No Car? No Food? No Problem!
If you don’t eat or drive, inflation’s no problem
I’m not sure you could say it any more plainly than this headline in today’s NY
Times – credibility deeply wounded by the Judith Miller/Plamegate morass, but kicking ass on a number of populist fronts in today’s issue (perhaps because they’re trying to staunch the blood?).
In case you didn't hear, the rate of inflation (as measured by the CPI-U) shot up in September to a rate of 1.2%, meaning that inflation over the past 12 months was a comparatively whopping 4.7%. Comparatively, meaning only in terms of the former boom (God I miss Clinton's econony!) in which money was cheap and the rule was Laissez les bon temps roulez!.This is a rate of increase for the CPI-U that is nearly 2.5 times that which was experienced in July and August, 2005 (0.5% both months.)
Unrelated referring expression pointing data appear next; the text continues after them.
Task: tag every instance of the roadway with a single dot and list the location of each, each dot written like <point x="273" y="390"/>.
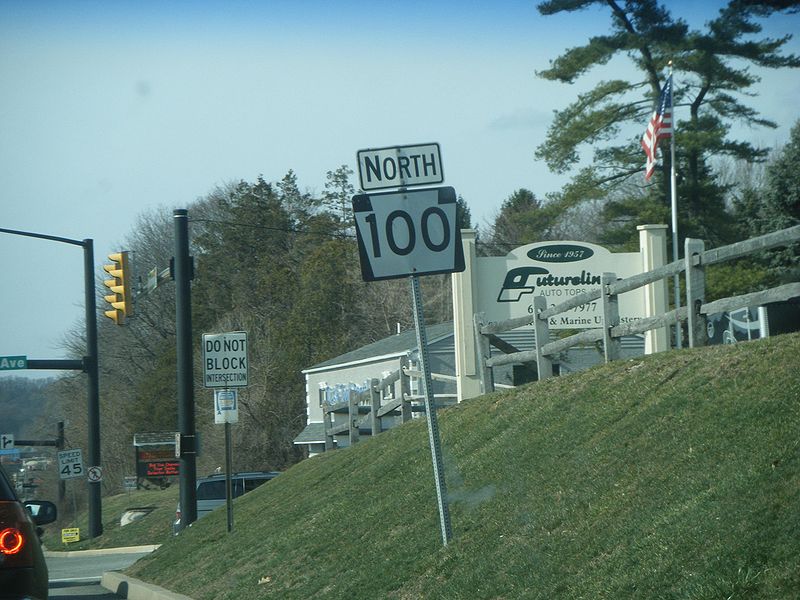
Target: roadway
<point x="77" y="575"/>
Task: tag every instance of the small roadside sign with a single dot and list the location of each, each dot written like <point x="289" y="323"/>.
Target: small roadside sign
<point x="412" y="232"/>
<point x="8" y="363"/>
<point x="70" y="534"/>
<point x="225" y="359"/>
<point x="7" y="441"/>
<point x="400" y="166"/>
<point x="226" y="406"/>
<point x="94" y="474"/>
<point x="70" y="464"/>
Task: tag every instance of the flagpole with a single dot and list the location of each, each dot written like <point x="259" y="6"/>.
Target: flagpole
<point x="674" y="205"/>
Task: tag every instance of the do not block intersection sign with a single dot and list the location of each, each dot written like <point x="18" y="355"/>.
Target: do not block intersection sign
<point x="225" y="359"/>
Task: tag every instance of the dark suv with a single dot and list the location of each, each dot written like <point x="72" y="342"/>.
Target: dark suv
<point x="23" y="571"/>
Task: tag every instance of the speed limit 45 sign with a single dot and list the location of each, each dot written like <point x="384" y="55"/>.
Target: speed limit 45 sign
<point x="70" y="464"/>
<point x="411" y="232"/>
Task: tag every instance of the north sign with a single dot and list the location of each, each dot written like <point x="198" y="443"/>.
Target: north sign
<point x="225" y="359"/>
<point x="412" y="232"/>
<point x="400" y="166"/>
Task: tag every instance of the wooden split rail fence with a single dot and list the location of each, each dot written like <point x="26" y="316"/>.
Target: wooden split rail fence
<point x="694" y="312"/>
<point x="366" y="410"/>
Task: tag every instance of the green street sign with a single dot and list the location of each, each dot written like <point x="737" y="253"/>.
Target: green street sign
<point x="8" y="363"/>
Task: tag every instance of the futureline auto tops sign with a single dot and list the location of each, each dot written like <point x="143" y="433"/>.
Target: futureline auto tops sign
<point x="558" y="271"/>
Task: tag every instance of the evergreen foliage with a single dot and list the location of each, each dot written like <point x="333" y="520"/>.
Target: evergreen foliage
<point x="712" y="75"/>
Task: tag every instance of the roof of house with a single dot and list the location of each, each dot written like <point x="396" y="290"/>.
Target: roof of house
<point x="397" y="344"/>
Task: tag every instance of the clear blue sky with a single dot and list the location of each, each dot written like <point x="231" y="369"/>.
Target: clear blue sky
<point x="110" y="109"/>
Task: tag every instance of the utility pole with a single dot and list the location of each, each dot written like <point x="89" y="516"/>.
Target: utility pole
<point x="182" y="270"/>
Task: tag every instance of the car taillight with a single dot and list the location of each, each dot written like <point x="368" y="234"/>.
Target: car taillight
<point x="16" y="529"/>
<point x="11" y="540"/>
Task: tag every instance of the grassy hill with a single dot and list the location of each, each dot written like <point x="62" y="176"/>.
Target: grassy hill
<point x="673" y="476"/>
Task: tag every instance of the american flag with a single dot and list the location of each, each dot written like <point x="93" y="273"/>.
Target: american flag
<point x="660" y="126"/>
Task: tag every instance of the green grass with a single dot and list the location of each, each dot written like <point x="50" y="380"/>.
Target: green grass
<point x="674" y="476"/>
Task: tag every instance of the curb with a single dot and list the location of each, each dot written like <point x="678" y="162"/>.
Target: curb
<point x="133" y="589"/>
<point x="100" y="551"/>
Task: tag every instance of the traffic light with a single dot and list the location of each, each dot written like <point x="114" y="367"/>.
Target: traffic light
<point x="121" y="299"/>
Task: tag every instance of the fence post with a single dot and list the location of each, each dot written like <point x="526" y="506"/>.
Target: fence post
<point x="328" y="423"/>
<point x="352" y="416"/>
<point x="405" y="391"/>
<point x="541" y="330"/>
<point x="695" y="292"/>
<point x="611" y="345"/>
<point x="484" y="352"/>
<point x="375" y="405"/>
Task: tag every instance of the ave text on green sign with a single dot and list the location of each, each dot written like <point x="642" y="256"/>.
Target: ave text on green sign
<point x="8" y="363"/>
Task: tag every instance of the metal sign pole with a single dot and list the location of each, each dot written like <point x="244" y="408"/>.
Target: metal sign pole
<point x="430" y="412"/>
<point x="228" y="466"/>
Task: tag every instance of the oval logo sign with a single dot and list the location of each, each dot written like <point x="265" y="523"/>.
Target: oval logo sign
<point x="560" y="253"/>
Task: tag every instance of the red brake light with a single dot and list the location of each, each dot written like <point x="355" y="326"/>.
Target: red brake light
<point x="11" y="540"/>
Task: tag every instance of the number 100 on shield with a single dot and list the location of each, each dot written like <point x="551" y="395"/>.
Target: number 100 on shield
<point x="406" y="233"/>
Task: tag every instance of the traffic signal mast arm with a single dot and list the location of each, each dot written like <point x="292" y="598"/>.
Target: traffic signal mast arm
<point x="121" y="298"/>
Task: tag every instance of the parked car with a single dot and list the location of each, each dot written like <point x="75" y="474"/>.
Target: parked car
<point x="23" y="571"/>
<point x="211" y="491"/>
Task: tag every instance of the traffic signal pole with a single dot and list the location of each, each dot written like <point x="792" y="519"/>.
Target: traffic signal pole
<point x="88" y="365"/>
<point x="93" y="372"/>
<point x="182" y="270"/>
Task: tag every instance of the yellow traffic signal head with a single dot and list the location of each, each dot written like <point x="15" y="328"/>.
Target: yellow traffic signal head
<point x="121" y="298"/>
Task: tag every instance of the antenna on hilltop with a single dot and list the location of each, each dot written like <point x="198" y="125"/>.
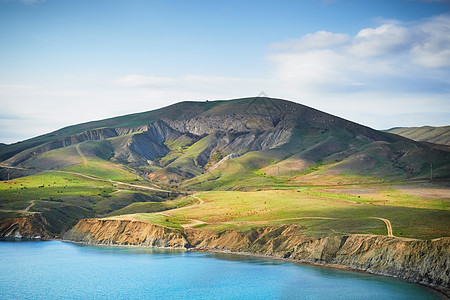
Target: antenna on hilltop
<point x="262" y="94"/>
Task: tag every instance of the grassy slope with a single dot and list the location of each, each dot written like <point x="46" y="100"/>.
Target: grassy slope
<point x="64" y="198"/>
<point x="319" y="213"/>
<point x="438" y="135"/>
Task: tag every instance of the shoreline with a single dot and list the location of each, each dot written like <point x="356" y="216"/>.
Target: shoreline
<point x="442" y="292"/>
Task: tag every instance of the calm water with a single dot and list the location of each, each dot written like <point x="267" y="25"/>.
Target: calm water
<point x="57" y="270"/>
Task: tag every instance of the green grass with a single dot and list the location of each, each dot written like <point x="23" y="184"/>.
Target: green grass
<point x="160" y="220"/>
<point x="64" y="198"/>
<point x="150" y="207"/>
<point x="319" y="214"/>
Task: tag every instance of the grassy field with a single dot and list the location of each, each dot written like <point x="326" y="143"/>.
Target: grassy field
<point x="320" y="213"/>
<point x="63" y="198"/>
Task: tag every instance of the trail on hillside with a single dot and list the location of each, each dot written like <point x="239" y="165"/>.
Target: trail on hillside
<point x="113" y="181"/>
<point x="388" y="225"/>
<point x="81" y="155"/>
<point x="29" y="206"/>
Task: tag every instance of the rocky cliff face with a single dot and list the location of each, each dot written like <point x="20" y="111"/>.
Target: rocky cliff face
<point x="426" y="262"/>
<point x="30" y="226"/>
<point x="126" y="232"/>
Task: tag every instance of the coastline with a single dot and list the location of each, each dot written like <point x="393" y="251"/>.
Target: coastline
<point x="442" y="292"/>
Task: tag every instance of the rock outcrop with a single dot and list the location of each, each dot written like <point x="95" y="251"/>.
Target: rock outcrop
<point x="29" y="227"/>
<point x="425" y="262"/>
<point x="126" y="232"/>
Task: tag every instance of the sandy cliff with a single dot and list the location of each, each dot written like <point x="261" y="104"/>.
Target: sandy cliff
<point x="426" y="262"/>
<point x="125" y="232"/>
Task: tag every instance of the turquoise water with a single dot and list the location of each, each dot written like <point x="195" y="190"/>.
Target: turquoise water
<point x="57" y="270"/>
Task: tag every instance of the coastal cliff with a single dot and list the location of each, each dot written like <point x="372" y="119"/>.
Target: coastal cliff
<point x="126" y="232"/>
<point x="425" y="262"/>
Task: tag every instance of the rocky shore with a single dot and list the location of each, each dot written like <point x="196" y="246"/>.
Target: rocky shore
<point x="424" y="262"/>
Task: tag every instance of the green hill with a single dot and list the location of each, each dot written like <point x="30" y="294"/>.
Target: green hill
<point x="133" y="163"/>
<point x="437" y="135"/>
But we’re not supposed to look at the man behind that particular curtain. Instead, we are told that the only REAL concern is the “core CPI”. What is the “core CPI”? Why, that’s the one that increased only 0.1% - because it excludes the cost of energy and food. The reason we’re told this is really the “right” number to focus on is that the “core CPI” is less “volatile” than the CPI-U. Obviously, the people who are contending this are people whose “Do I eat this month or pay the phone bill?” radar isn’t growing increasingly shrill each time they fill up their car to go to work.
If nothing else, today’s Times article highlights a fundamental disconnect between the mindset of those most responsible for our nation’s economy and the people who actually have to live in that economy -- the citizenry. It’s notable that, when the “core CPI” was developed as a measure 30 years ago, economists were saying (according to the Times):
"When we were asked to strip out some of the most important things that people buy, my reaction was, 'You've got to be nuts,' " he said. "These are the vital necessities of life."
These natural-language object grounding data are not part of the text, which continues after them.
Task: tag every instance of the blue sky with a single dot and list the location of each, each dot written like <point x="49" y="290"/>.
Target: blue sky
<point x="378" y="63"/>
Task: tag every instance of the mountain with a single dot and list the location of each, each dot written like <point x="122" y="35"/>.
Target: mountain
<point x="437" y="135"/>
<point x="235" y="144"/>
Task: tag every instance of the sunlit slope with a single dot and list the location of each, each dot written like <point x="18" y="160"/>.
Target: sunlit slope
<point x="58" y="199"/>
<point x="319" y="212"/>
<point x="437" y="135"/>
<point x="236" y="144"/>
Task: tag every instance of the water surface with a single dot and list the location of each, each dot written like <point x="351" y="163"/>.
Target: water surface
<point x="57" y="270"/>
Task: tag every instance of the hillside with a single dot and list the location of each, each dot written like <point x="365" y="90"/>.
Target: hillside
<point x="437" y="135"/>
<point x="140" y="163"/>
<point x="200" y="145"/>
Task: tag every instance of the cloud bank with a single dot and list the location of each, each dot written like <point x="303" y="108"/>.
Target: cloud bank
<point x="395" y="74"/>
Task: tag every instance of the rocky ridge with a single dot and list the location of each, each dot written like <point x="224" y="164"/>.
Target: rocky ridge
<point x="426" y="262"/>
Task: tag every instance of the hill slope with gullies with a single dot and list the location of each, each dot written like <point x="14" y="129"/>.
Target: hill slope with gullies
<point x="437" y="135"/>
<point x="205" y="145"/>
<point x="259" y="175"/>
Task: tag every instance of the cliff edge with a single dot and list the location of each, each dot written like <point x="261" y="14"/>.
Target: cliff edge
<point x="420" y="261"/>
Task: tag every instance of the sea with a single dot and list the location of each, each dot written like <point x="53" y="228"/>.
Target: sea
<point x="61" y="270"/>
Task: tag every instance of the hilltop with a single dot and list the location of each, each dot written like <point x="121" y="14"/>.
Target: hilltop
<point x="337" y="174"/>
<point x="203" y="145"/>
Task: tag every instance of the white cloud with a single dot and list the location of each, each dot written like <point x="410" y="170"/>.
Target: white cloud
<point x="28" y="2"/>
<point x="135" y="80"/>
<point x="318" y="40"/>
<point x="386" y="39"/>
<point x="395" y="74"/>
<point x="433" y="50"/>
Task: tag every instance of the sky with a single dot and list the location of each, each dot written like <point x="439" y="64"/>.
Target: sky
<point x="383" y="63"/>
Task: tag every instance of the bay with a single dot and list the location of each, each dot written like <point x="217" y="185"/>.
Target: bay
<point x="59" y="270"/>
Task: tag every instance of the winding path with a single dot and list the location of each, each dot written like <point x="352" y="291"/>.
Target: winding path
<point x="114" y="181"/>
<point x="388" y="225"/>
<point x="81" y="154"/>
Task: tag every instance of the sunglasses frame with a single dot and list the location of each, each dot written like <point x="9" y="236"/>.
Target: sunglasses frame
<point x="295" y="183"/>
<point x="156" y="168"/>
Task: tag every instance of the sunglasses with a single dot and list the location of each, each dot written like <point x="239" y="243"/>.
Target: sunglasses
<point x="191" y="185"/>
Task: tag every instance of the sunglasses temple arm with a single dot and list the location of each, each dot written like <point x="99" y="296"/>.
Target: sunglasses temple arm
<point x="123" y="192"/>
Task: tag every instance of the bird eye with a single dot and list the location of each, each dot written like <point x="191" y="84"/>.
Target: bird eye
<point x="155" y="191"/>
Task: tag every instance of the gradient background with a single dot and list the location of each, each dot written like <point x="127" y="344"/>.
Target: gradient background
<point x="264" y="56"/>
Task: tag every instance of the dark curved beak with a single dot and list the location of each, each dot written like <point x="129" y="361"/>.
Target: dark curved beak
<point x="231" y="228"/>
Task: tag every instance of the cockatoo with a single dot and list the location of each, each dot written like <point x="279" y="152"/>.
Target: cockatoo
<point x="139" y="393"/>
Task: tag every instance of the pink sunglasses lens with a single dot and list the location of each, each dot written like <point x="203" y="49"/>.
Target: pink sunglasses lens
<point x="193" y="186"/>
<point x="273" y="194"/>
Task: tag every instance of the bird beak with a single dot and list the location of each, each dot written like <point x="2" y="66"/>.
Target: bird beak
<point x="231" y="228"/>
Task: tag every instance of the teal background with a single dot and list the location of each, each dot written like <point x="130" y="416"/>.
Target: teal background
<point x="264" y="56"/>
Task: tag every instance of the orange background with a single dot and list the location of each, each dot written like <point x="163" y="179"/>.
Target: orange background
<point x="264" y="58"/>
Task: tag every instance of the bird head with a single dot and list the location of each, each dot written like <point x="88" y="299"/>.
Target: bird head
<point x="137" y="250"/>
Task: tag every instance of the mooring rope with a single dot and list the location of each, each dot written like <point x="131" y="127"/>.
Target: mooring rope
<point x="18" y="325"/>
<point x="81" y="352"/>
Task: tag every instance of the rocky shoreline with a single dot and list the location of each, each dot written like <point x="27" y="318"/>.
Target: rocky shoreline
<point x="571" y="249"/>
What good does it do to highlight that the price of everything other than the “vital necessities of life” remains stable (a claim that is highly dubious, as another article in the Times today about health care costs shows) when the “vital necessities of life” (which in the case of energy costs, went up 35% in a year) eliminate many families’ disposable income to spend on all that other stuff? What good does it to do play macro market games when the primary impetus for the economy, consumer spending, is continuing to shrivel out of necessity, as more and more folks – particularly at the bottom rungs of the working class -- confront the reality that eating and paying for gas to get to work may become a daily choice if things go on unabated? Indeed, as the money quote from the article says:
The dueling numbers seem to offer a classic case of how economists and consumers view the world differently. If only we lived in some futuristic biosphere where we didn't need energy or food, inflation wouldn't matter.
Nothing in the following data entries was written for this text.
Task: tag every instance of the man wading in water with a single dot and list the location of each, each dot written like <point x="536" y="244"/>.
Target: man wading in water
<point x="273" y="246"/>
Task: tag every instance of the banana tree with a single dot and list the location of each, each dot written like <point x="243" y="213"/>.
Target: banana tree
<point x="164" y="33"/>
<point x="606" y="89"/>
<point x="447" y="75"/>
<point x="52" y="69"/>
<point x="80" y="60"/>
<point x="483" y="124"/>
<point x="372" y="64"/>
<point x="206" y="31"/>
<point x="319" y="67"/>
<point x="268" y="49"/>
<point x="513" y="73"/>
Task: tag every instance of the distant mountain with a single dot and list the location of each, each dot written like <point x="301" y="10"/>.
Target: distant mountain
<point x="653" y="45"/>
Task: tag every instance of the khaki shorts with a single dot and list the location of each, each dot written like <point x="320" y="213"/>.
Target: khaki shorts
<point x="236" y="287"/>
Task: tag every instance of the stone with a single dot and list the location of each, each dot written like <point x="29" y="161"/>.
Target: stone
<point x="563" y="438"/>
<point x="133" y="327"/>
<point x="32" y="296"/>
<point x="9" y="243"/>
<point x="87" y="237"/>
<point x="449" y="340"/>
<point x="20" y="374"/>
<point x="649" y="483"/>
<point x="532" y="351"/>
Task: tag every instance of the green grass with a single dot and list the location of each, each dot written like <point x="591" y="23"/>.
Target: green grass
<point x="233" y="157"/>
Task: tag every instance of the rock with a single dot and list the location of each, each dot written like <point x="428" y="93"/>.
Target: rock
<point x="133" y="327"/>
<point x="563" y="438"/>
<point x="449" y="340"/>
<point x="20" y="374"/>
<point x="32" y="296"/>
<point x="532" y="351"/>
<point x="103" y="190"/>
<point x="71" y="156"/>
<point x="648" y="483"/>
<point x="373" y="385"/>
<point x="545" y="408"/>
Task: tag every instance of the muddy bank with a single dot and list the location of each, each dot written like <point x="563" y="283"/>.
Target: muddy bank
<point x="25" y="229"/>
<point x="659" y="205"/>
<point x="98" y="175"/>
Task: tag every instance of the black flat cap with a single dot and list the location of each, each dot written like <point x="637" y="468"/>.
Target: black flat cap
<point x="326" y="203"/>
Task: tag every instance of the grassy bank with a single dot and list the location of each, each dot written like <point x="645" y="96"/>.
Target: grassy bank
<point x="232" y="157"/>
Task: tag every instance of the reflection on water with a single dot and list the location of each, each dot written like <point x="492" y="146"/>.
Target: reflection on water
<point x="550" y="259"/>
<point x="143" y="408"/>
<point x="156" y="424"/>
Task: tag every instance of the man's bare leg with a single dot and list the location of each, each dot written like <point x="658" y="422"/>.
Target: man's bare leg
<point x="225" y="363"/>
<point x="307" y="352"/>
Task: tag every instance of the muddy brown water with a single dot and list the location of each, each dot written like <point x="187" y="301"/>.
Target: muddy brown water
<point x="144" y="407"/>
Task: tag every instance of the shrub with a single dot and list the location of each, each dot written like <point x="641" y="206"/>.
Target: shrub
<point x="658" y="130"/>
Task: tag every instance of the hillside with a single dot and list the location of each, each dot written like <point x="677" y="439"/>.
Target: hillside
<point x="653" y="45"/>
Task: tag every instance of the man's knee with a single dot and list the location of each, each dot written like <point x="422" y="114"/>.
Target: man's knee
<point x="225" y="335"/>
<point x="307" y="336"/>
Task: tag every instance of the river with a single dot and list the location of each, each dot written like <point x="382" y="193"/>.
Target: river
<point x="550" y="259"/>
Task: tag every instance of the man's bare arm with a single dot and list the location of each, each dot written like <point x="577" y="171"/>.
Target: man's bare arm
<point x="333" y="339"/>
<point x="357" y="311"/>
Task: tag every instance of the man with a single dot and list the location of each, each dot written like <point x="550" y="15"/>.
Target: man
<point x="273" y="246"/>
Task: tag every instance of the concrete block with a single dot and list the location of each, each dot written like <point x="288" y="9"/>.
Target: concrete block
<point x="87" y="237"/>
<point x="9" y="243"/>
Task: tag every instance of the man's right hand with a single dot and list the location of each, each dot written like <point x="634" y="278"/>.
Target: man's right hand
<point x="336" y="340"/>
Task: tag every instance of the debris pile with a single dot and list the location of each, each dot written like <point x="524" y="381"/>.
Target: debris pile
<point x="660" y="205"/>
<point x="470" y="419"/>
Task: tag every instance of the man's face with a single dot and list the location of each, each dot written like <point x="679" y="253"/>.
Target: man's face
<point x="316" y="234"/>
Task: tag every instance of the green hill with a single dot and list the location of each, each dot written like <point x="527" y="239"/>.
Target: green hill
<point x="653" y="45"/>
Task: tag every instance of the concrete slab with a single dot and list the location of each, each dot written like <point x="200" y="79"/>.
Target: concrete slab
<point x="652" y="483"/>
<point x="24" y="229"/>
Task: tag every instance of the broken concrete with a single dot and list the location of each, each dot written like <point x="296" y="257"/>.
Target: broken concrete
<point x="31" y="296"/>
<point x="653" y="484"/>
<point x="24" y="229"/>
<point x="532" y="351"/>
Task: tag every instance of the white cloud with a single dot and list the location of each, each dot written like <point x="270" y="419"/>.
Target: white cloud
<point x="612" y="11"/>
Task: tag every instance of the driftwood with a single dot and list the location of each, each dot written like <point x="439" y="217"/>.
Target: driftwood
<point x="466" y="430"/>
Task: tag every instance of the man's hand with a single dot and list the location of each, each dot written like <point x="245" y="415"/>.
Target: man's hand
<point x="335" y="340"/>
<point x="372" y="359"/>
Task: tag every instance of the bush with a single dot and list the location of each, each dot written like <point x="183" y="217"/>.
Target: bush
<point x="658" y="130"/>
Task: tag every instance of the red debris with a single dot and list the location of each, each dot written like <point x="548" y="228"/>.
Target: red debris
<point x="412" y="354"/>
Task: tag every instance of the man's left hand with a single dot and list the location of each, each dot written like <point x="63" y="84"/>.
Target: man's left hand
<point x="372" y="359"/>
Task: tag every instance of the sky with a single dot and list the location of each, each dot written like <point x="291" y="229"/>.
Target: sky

Futuristic biosphere aside, most of us living on Earth at the present still need to eat. And yet monetary policy continues to be set, and emphasized, by those who focus only on the long-term vision of macroeconomics. Things like “volatility” and “monetary supply” mean something to those who are looking at money as an investment, as something extra to play with. Yet “volatility” and “monetary supply” are terms that have meaning to most working women and men on the street only when they affect what it costs for them to pick up a gallon of milk this week.
Recognizing that Alan Greenspan is retiring (finally!) the next person in charge of monetary policy simply has to be more connected, thinking wise, to the real concerns of real day to day people and ensure that decisionmaking is forced to at least evaluate (and disclose) the bottom line impact of Fed monetary decisionmaking on day-to-day lives. It does no good to have millionaires celebrating in the streets about how the economy is growing gangbusters and making them a fortune if the workers that are responsible for the production of that fortune are increasingly teetering on the edge of volunteer slavery.
But in the meantime, the spin never ends, even as winter is coming.
3 Comments:
yo, babe...
That link to MLW is fucked up.
Doh - fixed. It was from when you first put up the site =)
I agree the health care costs do show the major neccessities of life as we have a major health care crisis.